I started to protest, but he cut me off.
“I mean it. I didn’t like getting arrested, even for a misdemeanor like prostitution. I don’t even want to think what would happen if they arrested a cop for what you’re doing.”
“I’m a big girl, Dan.”
“I’ve never doubted that, but I’m sticking to my guns. From now on, I’m the one taking the risks or the house goes on the market, as planned.”
Sergei Kariakin was Russian Mafia, which meant he didn’t just kill babies for fun, he ate them, too. The only place he was called Sergei or Kariakin was on his rap sheet where his name was followed by “aka Peter Pride.” Sergei loved America, which he called “the land of criminal opportunity,” and he had adopted an alias he thought sounded like the name of a movie or rock star.
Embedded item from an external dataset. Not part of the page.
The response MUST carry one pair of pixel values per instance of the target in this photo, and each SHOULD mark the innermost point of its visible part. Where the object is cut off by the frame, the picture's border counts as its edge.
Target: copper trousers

The fact that he was as ugly as his crimes and couldn’t carry a tune didn’t faze him and no one dared point out these problems.
Normally, there were several firewalls between Peter and the narcotics and sex slaves that were his bread and butter, but he’d made a mistake two years ago and had faced certain conviction until the key evidence in his case disappeared from the police evidence locker. I had a gambling problem back then and someone had told Peter’s lawyer about it. One evening, a very polite gentleman who never gave me his name made me a proposition. Within a week, my gambling debt had been retired and Peter’s problem had been solved. I stopped gambling cold turkey, but I stayed on Peter’s payroll, dropping timely tips about raids and snitches when I could get away with it.
My meeting with Pride took place in the dead of night in a deserted industrial park. Neither of us could afford to be seen socializing with the other. At first, Peter was reluctant to bring Dan into his organization. Even if he hadn’t been picked up after Alberto Perez was arrested, Pride worried that Dan was on the DEA’s radar screen. I told him I’d poked around and, as far as I could tell, the DEA didn’t know Dan existed. I pitched Dan’s upper-class clientele and the opportunity it presented to Pride to broaden his market.
A week later, Dan and I met Peter in an abandoned warehouse at three in the morning. The meeting ended with Peter agreeing to front Dan a kilo of cocaine. If everything went well, there was a promise of more to follow. I was so pumped up on the way back to Pine Terrace that I didn’t feel the effects of being up for more than twenty-four hours. As soon as we were inside the house I started ripping off Dan’s clothing. I don’t even remember how we got from the entryway to the bedroom.
The next afternoon, I was so beat I had trouble keeping my eyes open. I staggered into police headquarters and found a note asking me to see Sergeant Groves. Groves was a handsome black man with a trim mustache and a serious demeanor. It was rare for him to lighten up and he looked even more tense than usual when I walked into his office and found him sitting with Jack Gripper and a man and a woman I didn’t recognize.